Created attachment 48552 [details] patch The GCC code should correctly use the <ctype.h> functions. Compiling GCC with -Werror=char-subscripts should succeed.
Why cast to unsigned char? The prototypes for tolower(), toupper(), isdigit(), etc show that the type of the argument is int. Also, why are errors being issued? None of the places where you have inserted an (unsigned char) cast is a subscripts.
>--- Comment #1 from kargl at gcc dot gnu.org --- >Why cast to unsigned char? The prototypes for tolower(), toupper(), >isdigit(), etc show that the type of the argument is int. See https://stackoverflow.com/a/60696378 for a detailed explanation.
(In reply to Roland Illig from comment #2) > >--- Comment #1 from kargl at gcc dot gnu.org --- > >Why cast to unsigned char? The prototypes for tolower(), toupper(), > >isdigit(), etc show that the type of the argument is int. > > See https://stackoverflow.com/a/60696378 for a detailed explanation. ...which in turn led to bug 94182
On Tue, May 19, 2020 at 04:38:32AM +0000, roland.illig at gmx dot de wrote: > https://gcc.gnu.org/bugzilla/show_bug.cgi?id=95177 > > --- Comment #2 from Roland Illig <roland.illig at gmx dot de> --- > >--- Comment #1 from kargl at gcc dot gnu.org --- > >Why cast to unsigned char? The prototypes for tolower(), toupper(), > >isdigit(), etc show that the type of the argument is int. > > See https://stackoverflow.com/a/60696378 for a detailed explanation. > Ah, yeah, so? There are no subscripts in the code you are changing. Why does -Werror=char-subscripts trigger if there are no subscripts? Is the error flag misnamed? If you're going to fix unbroken code, why not cast the argument to the declared type of the ctype functions?

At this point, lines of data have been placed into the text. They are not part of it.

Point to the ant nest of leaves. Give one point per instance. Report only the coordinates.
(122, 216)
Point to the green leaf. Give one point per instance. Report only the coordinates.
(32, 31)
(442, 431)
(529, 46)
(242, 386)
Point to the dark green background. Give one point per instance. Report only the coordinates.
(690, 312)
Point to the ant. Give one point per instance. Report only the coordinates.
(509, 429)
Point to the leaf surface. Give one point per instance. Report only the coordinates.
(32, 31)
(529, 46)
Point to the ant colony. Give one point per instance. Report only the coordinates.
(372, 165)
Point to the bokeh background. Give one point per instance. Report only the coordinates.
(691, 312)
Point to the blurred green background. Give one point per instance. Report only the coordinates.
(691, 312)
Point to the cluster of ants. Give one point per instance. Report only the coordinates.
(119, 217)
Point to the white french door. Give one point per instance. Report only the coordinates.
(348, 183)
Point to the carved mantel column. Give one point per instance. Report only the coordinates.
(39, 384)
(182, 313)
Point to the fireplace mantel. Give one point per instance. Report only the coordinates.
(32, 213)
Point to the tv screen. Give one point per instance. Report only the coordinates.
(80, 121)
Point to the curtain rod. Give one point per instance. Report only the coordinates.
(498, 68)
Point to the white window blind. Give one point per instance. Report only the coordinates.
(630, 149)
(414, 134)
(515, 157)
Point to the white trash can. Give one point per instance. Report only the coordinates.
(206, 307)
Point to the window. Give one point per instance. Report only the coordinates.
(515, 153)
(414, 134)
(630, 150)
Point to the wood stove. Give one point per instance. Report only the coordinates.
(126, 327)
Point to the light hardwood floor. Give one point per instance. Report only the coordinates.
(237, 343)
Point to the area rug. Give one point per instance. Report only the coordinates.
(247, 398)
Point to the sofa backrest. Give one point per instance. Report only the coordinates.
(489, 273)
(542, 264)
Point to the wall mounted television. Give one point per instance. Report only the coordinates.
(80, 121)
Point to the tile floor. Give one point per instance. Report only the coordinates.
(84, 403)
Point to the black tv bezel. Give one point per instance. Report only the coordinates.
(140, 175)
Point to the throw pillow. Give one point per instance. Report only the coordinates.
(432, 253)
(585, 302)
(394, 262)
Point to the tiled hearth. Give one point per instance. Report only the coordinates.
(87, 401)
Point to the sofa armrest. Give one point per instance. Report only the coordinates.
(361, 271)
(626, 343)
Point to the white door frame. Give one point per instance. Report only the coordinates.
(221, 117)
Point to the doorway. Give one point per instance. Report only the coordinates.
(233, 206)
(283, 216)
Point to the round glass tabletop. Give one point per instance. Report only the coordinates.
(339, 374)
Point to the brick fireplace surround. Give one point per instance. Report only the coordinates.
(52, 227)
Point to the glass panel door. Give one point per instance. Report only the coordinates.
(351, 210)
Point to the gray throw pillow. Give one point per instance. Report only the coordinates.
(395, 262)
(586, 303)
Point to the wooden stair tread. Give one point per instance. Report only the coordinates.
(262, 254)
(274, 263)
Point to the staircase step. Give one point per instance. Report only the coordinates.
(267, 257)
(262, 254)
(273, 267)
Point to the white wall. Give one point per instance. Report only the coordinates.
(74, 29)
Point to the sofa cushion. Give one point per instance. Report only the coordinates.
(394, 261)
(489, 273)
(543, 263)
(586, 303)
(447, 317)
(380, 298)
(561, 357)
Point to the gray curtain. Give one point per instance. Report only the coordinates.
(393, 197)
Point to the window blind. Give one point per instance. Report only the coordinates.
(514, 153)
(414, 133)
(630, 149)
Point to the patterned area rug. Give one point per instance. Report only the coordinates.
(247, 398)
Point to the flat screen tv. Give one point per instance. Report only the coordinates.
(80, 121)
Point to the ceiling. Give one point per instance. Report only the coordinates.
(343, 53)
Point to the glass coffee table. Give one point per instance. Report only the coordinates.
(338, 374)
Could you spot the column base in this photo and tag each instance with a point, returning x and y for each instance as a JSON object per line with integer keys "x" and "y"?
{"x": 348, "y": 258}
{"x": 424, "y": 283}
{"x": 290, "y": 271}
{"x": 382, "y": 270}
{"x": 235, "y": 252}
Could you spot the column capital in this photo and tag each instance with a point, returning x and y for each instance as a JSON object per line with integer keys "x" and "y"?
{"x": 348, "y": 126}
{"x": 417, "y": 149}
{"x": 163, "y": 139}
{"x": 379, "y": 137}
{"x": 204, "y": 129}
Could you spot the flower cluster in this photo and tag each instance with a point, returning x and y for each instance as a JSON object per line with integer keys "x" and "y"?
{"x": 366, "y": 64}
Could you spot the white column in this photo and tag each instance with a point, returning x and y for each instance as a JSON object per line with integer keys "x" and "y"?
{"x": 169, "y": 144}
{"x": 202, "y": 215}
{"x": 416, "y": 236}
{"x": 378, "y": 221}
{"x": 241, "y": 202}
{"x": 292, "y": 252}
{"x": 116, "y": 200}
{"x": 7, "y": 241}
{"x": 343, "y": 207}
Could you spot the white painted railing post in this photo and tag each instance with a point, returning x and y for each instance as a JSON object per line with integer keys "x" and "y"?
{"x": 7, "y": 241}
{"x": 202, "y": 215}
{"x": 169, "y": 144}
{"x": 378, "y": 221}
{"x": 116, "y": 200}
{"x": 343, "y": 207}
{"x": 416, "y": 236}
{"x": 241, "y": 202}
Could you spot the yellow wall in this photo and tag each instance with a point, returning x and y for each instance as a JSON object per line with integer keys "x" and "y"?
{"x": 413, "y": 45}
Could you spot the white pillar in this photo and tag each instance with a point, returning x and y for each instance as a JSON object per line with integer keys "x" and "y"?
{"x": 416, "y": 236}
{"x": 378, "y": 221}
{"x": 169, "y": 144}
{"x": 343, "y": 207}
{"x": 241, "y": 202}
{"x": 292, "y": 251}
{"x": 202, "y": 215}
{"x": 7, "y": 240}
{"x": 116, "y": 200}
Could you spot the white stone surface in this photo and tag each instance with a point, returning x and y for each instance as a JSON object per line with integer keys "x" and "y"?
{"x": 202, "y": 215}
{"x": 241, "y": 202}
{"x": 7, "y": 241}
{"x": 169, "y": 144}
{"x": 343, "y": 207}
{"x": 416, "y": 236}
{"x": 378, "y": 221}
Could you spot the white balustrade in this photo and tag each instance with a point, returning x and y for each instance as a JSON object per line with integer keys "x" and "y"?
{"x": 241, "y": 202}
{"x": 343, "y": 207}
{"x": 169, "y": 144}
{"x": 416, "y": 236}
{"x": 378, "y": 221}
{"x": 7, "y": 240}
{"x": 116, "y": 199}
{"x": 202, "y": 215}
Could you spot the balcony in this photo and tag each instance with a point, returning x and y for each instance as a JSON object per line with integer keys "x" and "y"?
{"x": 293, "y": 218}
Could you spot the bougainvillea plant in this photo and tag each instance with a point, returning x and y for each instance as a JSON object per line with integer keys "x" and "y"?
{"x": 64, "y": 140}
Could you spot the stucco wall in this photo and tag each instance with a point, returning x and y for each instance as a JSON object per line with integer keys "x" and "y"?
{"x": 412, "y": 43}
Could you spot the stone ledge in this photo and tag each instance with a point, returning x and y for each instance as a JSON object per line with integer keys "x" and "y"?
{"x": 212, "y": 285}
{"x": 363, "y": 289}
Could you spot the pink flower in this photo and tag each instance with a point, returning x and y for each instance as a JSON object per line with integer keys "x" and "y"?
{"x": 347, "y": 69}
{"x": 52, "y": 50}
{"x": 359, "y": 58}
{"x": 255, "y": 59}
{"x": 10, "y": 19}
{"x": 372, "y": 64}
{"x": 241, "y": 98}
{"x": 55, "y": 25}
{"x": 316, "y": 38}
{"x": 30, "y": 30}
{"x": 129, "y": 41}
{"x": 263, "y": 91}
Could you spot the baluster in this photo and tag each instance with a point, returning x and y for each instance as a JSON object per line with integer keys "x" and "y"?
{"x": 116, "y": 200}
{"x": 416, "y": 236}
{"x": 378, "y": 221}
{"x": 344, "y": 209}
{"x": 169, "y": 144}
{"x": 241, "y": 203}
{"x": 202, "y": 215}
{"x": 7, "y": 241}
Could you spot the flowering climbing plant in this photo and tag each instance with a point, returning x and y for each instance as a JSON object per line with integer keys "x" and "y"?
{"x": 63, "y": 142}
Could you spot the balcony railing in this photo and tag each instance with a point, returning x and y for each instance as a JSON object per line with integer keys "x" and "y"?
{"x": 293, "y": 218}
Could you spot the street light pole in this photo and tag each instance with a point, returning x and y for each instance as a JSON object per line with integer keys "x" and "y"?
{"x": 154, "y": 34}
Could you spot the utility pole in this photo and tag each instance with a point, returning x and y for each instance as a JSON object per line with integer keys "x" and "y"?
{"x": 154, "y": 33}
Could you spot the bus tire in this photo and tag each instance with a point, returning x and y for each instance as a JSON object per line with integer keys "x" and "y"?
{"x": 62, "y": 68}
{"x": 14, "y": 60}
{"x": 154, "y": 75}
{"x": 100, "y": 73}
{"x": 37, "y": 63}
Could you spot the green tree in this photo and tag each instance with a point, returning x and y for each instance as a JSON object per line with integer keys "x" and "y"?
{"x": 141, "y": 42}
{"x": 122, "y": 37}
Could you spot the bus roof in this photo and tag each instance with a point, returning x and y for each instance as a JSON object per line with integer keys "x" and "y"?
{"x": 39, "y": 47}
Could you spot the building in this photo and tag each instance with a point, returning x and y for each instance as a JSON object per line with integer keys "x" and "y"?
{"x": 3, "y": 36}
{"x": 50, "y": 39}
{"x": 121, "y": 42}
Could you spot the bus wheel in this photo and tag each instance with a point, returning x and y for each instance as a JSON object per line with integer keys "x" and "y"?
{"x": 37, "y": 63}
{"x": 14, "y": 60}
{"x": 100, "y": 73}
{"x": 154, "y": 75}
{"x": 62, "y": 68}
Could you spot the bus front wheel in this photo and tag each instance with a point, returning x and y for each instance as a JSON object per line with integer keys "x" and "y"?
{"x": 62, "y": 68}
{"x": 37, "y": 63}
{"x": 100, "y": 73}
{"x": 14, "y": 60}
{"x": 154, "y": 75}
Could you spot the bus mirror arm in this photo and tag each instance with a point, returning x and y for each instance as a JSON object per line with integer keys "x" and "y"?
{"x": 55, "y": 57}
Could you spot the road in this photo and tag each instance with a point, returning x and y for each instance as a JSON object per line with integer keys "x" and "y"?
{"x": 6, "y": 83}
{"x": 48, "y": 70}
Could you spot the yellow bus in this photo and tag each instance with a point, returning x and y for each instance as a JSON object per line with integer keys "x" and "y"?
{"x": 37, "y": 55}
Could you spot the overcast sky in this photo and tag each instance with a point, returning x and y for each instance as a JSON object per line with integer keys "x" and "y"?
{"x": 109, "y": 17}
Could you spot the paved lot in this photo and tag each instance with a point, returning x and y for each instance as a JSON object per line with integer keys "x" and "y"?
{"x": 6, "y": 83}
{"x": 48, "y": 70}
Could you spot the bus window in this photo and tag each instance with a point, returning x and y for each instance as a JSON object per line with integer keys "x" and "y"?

Calling toupper() or any other character classification function declared in <ctype.h> with a negative value other than EOF is undefined. When char is a signed type, using any value outside the 7-bit ASCII set runs the risk of accessing the char classification array, commonly used to implement the functions, outside its bounds due to sign extension. The Stack Overflow post describes the technique in the abstract. An example of a real implementation is Glibc (see for instance its __isctype macro in <ctype.h>). Glibc uses casts or other conversions from char to a signed type before using the character value which suppresses GCC's -Wchar-subscripts, but the problem still exists. To avoid the out-of-bounds access the argument to these functions should be cast to unsigned char first. This is described in some detail in the CERT C Secure Coding Standard rule STR37-C. Arguments to character-handling functions must be representable as an unsigned char: https://wiki.sei.cmu.edu/confluence/x/BNcxBQ.
See also pr78155 for a request to get GCC to warn for some instances of this problem.
As a matter of style, I do not like random casts, they clutter the code and make adhering to the 80 character line limit even more of a pain. A macro might be better here, or a function safe_toupper.
Alternatively, it might make sense to change some variable types to GFC_UINTEGER_1 aka unsigned char.
On Wed, May 20, 2020 at 04:10:50AM +0000, tkoenig at gcc dot gnu.org wrote: > https://gcc.gnu.org/bugzilla/show_bug.cgi?id=95177 > > Thomas Koenig <tkoenig at gcc dot gnu.org> changed: > > What |Removed |Added > ---------------------------------------------------------------------------- > Ever confirmed|0 |1 > Status|UNCONFIRMED |NEW > Last reconfirmed| |2020-05-20 > > --- Comment #8 from Thomas Koenig <tkoenig at gcc dot gnu.org> --- > Alternatively, it might make sense to change some variable types to > GFC_UINTEGER_1 aka unsigned char. > That could work. I'm still trying to understand how an option names -Werror=char-subscripts could trigger an error. There are no subscripts. AFAIK, the patched routines are not general purpose routines, so the char arguments can only take on values from the Fortran character set, which is a subset of the 7-bit ASCII set. Just commit the patch. I've wasted too much time trying to get an answer about how the option works. Nothing like cluttering working code.
(In reply to Steve Kargl from comment #9) > That could work. I'm still trying to understand how an > option names -Werror=char-subscripts could trigger an > error. There are no subscripts. The C standard allows every library function to also be defined as a macro. This also applies to the functions from <ctype.h>. The typical implementation of the <ctype.h> functions is: extern int __ctype_classes[1 /* for EOF */ + UCHAR_MAX]; int isalpha(int ch) { return (__ctype_classes + 1)[ch] & 0x0008; } The corresponding macro is defined like this: #define isalpha(ch) ((__ctype_classes + 1)[(ch)] & 0x0008) That's where the subscript comes from. The macro has no implicit type conversion (at least on NetBSD; the GNU libc may differ) and thus produces the warning.